Her vivacious teacher, Mrs. Cover, had frequently whirled past the students' desks, laughing, hips swinging, dress swishing and suspended from the tension of its crooked seams. Once, reaching out to adjust Frances' undershirt, the teacher chimed gently, "The earth spins round and round, making us nearly sick! The earth knows how to trick us, too, so watch out." Most townsfolk felt similarly, Frances realized, and turned away from the larger goings-on of the world. It-the world-was not for her, nor for anyone in Munson, Frances knew; yet at once, the outer world seemed glamorous and delicious, at least in magazines.

Now Frances sat on a straight chair. In a matter of hours it would be dark, and she expected company for supper. In her cool, half-lit living-room, she waited, ruminating.

When Frances was born, she had had a disorder. Her face had hung strangely, and still did slightly to this day. She had a low eye. Her mouth sagged to one side. The disorder was named after a Belgian doctor, and with it came problems. But fortunately, when Frances was nineteen years old, a young man named Martin French appeared. Martin was a stranger to the town, and so everyone avoided him suspiciously, though he had such a light, smooth air that folks soon forgot themselves and wound up flocking to Martin French after all. As a professional businessman, he inspired respect throughout town, finally; and the newcomer's eyes squinted in such a way when he smiled that he created a sensation-especially with Frances' mother, who told him about electrolysis for the first time in his life.

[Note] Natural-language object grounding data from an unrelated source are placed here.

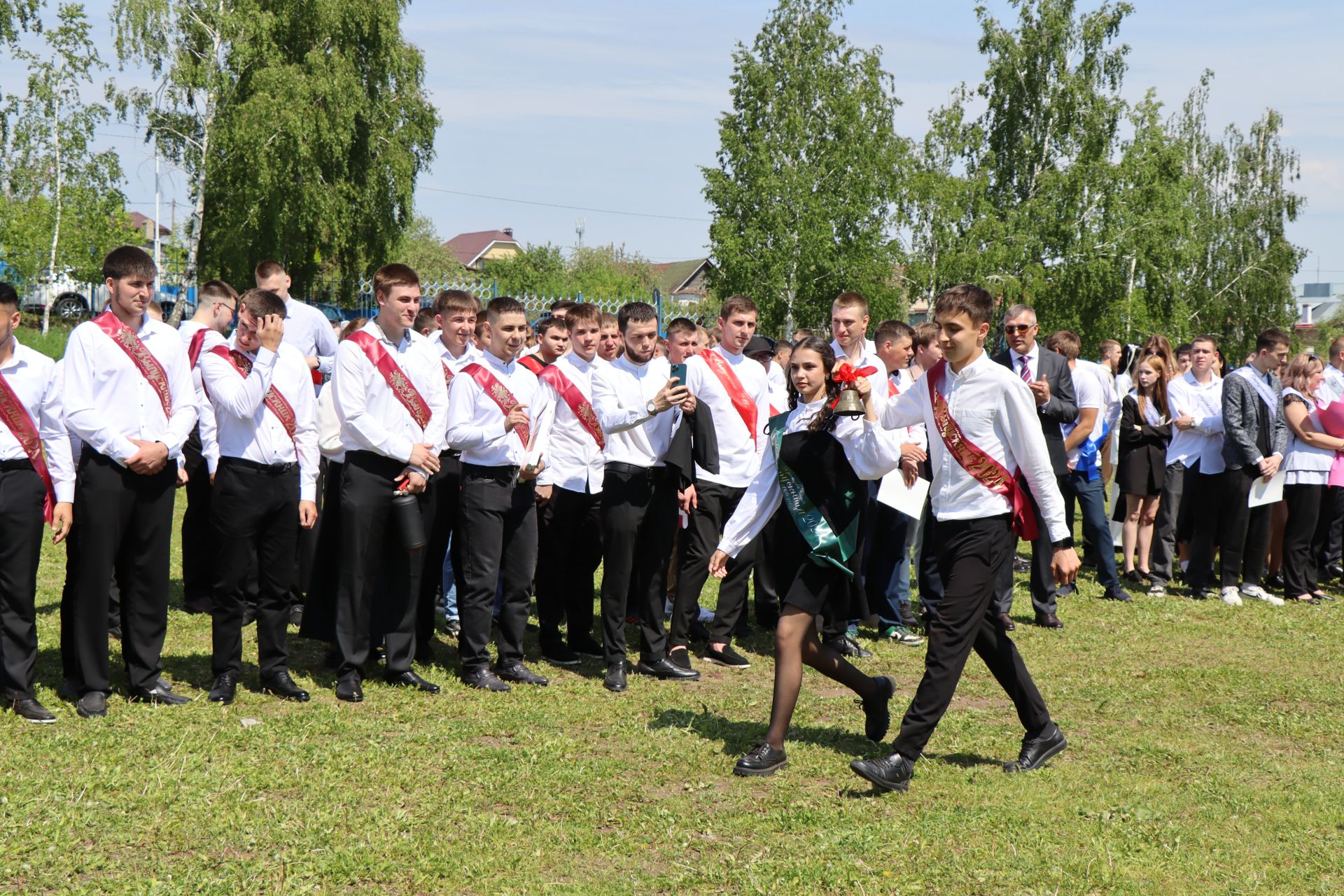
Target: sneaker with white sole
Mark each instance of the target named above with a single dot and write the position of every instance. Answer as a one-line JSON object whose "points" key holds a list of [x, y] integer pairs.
{"points": [[1257, 593]]}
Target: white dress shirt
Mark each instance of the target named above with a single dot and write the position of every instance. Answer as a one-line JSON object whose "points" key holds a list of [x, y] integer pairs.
{"points": [[997, 414], [739, 453], [309, 331], [573, 458], [108, 402], [869, 453], [622, 394], [248, 429], [372, 418], [33, 378], [476, 422], [1203, 441]]}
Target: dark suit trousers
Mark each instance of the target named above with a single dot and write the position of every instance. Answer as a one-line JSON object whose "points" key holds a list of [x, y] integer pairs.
{"points": [[638, 522], [255, 514], [379, 577], [1042, 580], [714, 505], [569, 555], [969, 556], [498, 514], [124, 522], [22, 495]]}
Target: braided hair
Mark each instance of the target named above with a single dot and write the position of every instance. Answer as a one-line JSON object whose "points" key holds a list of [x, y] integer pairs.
{"points": [[825, 419]]}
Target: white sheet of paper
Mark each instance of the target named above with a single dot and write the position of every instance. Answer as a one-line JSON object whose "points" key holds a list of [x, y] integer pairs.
{"points": [[894, 493], [1265, 492]]}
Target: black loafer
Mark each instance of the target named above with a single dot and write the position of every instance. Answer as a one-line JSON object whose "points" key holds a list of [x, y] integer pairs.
{"points": [[223, 690], [888, 773], [410, 680], [284, 687], [519, 673], [1037, 751], [760, 761]]}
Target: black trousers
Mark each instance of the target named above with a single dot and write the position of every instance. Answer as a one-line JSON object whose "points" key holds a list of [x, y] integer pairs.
{"points": [[255, 514], [715, 504], [22, 495], [200, 540], [379, 577], [971, 554], [638, 520], [1042, 580], [570, 550], [1304, 536], [124, 523], [499, 514], [441, 514]]}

Martin and Frances met outside the post-office toilet, and there discovered a shy sense of camaraderie. They saw a potential together, and began to keep company. But Frances worried how Martin perceived her. Finally, during a dinner date at the Cove restaurant, she asked, "Martin, what about my face?"

"That's how you are. It doesn't affect me," Martin said, chewing his dinner. Frances smiled to herself, sensing the remark was portentous. Something would come of her friendship with Martin French, she was sure.